È chiaro che la criminalità ed in maniera specifica la camorra, è stata già raccontata , e non penso quindi di svelare squarci di verità inediti.

In questo caso ho scelto due livelli di racconto, quello più istintivo, animalesco, violento, costituito dal braccio armato della camorra e quello imprenditoriale, che non si sporca mai le mani direttamente, che coordina a distanza che ha interessi in tutto il mondo.

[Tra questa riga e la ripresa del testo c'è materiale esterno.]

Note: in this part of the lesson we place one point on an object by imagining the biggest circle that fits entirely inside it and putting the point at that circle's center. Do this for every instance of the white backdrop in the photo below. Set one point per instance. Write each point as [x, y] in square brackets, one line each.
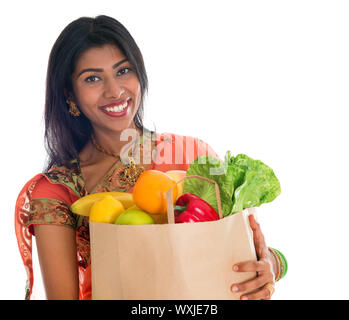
[265, 78]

Ed è anche chiaro che dopo aver venduto quasi un milione di copie, il nostro scopo, mio, di Roberto e di tutti gli attori, e di andare oltre il libro, di creare uno spettacolo assolutamente indipendente con caratteristiche proprie ma, che non tradisse le atmosfere così ben raccontate dal Roberto scrittore.

Nello stesso tempo ho cercato di raccontare il Roberto Saviano che conosco io, quello distante dall’immaginario collettivo che ne fa o un eroe o un furbo. Il Saviano che torna a Casal di Principe a parlare in piazza, in quella piazza ostile, in cui ci sono gli uomini che lo vorrebbero “altrove”, che vorrebbero chiudergli la bocca, lui è li, con la forza delle sue parole, con la forza delle sue idee: “Sapere, capire diviene una necessità. L’unica possibile per considerarsi ancora uomini degni di respirare”. Per noi, per tutti noi che lavoriamo alla versione teatrale di Gomorra, questa è diventata un’ossese.